Los autos se encaminaban al Estado de México, donde la fiesta nunca terminaba, llegaban al Cuatro Rosas, ubicado por el rumbo de Cuatro Caminos, sólo una calle separaba al DF del Estado de México, cruce la calle y siga la fiesta, y como a todo hay que ponerle nombre, incluidos los cabarets y lugares de esparcimiento masculino nocturno, lo llamaron “El cinturón del vicio”.

Claro que llegar al Estado de México era exponerse a todo, desde meseros abusivos que a la hora de la cuenta cobraban hasta la fecha, hasta a asaltantes y a policías, donde no había diferencia, salvo que unos actuaban sin uniforme y otros con, finalmente el resultado era el mismo: desvalijados y golpeados, pero a los parroquianos, lo bailado nadie se los quitaba. Como que somos tradicionalistas y conservamos esa vieja costumbre, policías (transas, gordos y abusivos) que no cubren el perfil y como dicen, ahora no pasan el examen de confianza (para quién), pero ahí están.

En ese tiempo los autos de alquiler no tenían taxímetro, las dejadas eran a precio convencional, así que el noctámbulo que sobrevivía a la cuenta y a los asaltantes-policías, le hacía la llorona al taxista para que los llevara a casa. O bien esperar en la esquina hasta que pasara el camión, que bien podía ser el México-Tacuba, o el Circuito de Circunvalación, el “postergado” que llegaba a Tacubaya, según fuera el rumbo donde viviera el noctámbulo.

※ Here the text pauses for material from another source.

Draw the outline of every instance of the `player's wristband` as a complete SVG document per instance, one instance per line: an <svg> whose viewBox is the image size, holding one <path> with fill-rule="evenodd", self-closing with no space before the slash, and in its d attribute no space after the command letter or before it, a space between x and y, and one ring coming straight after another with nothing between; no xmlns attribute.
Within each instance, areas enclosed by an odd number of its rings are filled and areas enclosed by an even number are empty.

No todo era diversión nocturna, también había cines, estaba el cine Encanto, en Serapio Rendón en la colonia San Rafael, el Real Cinema, El Paseo en Reforma. El Roble, el Mariscala en la calle de Gabriel Leyva a media cuadra del entonces teatro Margo, ahora El Blanquita, en pleno centro de la ciudad de México, donde había un letrero a la entrada “prohibido entrar con elotes”.

De las películas estrenadas en esa época se pueden mencionar: Los olvidados, de Luis Buñuel, filmada por el rumbo de la iglesia de San Miguel, bajo el puente de Nonoalco, todo un drama urbano, que en algunos lugares no ha cambiado nada. La película ha sido declarada patrimonio cultural de la humanidad.

Doña Perfecta, dirigida por Alejandro Carrillo, y Espaldas mojadas con David Silva, el eterno éxodo de los mexicanos que tratan de pasar a Estados Unidos, ahora ya no son “espaldas mojadas”, sino indocumentados, cambia el nombre, pero la esencia es la misma.

Y los nostálgicos recuerdan esa época, ¿pero habrá quien la haya vivido y se acuerde de ella? O nada más los nostálgicos que tienen memoria de elefante, y eran pata de perro.